Future Validity is the Missing Statistic: From Impossibility to $Φ$-Estimation for Grammar-Faithful Speculative Decoding
For practitioners using grammar-constrained generation with speculative decoding, this work identifies and corrects a previously unrecognized distribution mismatch, enabling faithful sampling.
The paper proves that speculative decoding with local mask access samples from a distribution with large total-variation gap (up to 0.996) from the intended grammar-conditional distribution, and introduces the future-validity function to correct this via a Doob transform. Their oracle decoder achieves exact sampling, while approximate methods reduce Dyck TV by 14% (OneStep) or 97% (exact DP) with minimal overhead.

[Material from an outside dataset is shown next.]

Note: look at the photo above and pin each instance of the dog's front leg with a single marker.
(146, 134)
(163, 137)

Grammar-constrained generation is often combined with local vocabulary masking and speculative decoding, but the resulting sampling law is not the grammar-conditional distribution users usually intend. We show that any speculative decoder with local mask access, Leviathan rejection, and rollback soundness samples from the locally projected distribution $μ^{\mathrm{proj}}$ rather than the grammar-conditional distribution $μ^\star$. This extends the GAD impossibility result to speculative decoding; on Dyck grammars with Qwen3-8B, the total-variation gap can reach 0.996. We identify the future-validity function $Φ_t(y)=\Pr_p[\mathrm{valid\ completion}\mid y]$ as the missing correction statistic. The target distribution is a Doob transform of the base model with $h=Φ$, while local masking corresponds to setting $h$ to one. With exact $Φ$, our oracle decoder FVO-Spec samples exactly from $μ^\star$; with approximate $Φ$, we bound the resulting total-variation error. Because exact future validity is hard for general context-free grammars, we evaluate estimator hierarchies on tractable Dyck and finite JSON languages. OneStep reduces Dyck TV by 14% with under 1% throughput overhead, exact dynamic programming reduces it by 97%, and finite-language correction closes JSON gaps to numerical precision. All fidelity claims are scoped to enumerable grammars and token tries.